Reform is in the Eye of the Beholder

During the latter part of the debate on medical cannabis, Senate Majority Leader Corman took charge, saying:  “This issue is too big, it’s too important, and too many people are depending on us to ‘get it right.’  And, for all the times the Senate has been criticized for acting too quickly, this is one time we’re going to take our time and ‘get it right’.”

Senator Corman was spot-on then and his comments form a guiding principle I follow as chair of the Senate State Government Committee:  the need to “get it right.”

I waited eight years to chair the State Government Committee and it allows me to work to advance my “Promise to Pennsylvania”:  legislative and political reform, tax and spending reform, and legal and labor law reform.

The State Government Committee has regulatory oversight over:  the Governor’s Office, Pennsylvania Department of State, Department of General Services, Office of Administration, Office of General Counsel, the Executive Board, Board of Claims, Civil Service Commission, Council on the Arts, Historical & Museum Commission, Lobbying Disclosure Law Regulation Promulgation Committee, Office of Open Records, State Athletic Commission, and the State Ethics Commission.

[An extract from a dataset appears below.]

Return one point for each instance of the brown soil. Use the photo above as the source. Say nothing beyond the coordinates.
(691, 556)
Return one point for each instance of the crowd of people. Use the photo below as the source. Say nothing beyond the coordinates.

This oversight has generated over 100 bills so far this Session, including:  elections, state procurement (including state leases and land sales), Right to Know, lobbying disclosure, conduct of public officials and employees, and various Constitutional amendments.

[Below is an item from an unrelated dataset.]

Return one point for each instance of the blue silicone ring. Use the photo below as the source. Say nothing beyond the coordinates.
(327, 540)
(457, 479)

My goal as chair is to give each bill due consideration.  That’s why we hold public hearings:  to be sure bills receive proper deliberation.  Last Session, nearly 200 bills were referred to the Committee and about a third were reported to the full Senate.

A common question I’m asked is:  “why does it take so long to change government – even the simple things?”  The answer comes from the Founding Fathers who rebelled against a king making decisions and they vested authority in three separate but equal branches of government:  checks and balances.

To be sure our Constitutional Republic would be especially deliberative, the Founders divided the Legislative branch into two chambers, who must agree before sending bills to the executive to be signed into law.  This deliberative process helps protect everyone’s rights – including those with opinions contrary to those of the majority (50% plus one).

Our Constitution protects inalienable rights that cannot be taken away by government.  It’s why some of the Founders insisted on a Bill of Rights.  In a democracy, the majority is not restrained and can impose its will on the minority.

This leads to a big frustration of mine:  groups who decide what constitutes “reform” and demand action on a particular bill.  It’s “reform” because they say it is and don’t you dare disagree because then you’re anti-reform.

However, what’s “reform” to one may not be to another.  That’s why I ask questions about any “reform.”  Surprisingly, some have admitted they didn’t read the bill(s) they’re advocating.  Others don’t have the answers to questions about bills they insist are “reform.”  What was the process used to draft their legislation?  Who made decisions and how?  Why is their legislation “reform” while other bills aren’t?

Openness, transparency, and accountability are foundations of my work in the General Assembly.  Sometimes this takes time.  It’s always hard work and tedious details.

To quote an old advertisement, it’s important for the quality to go in before the name goes on.  This is especially true whenever anyone says they want “reform.”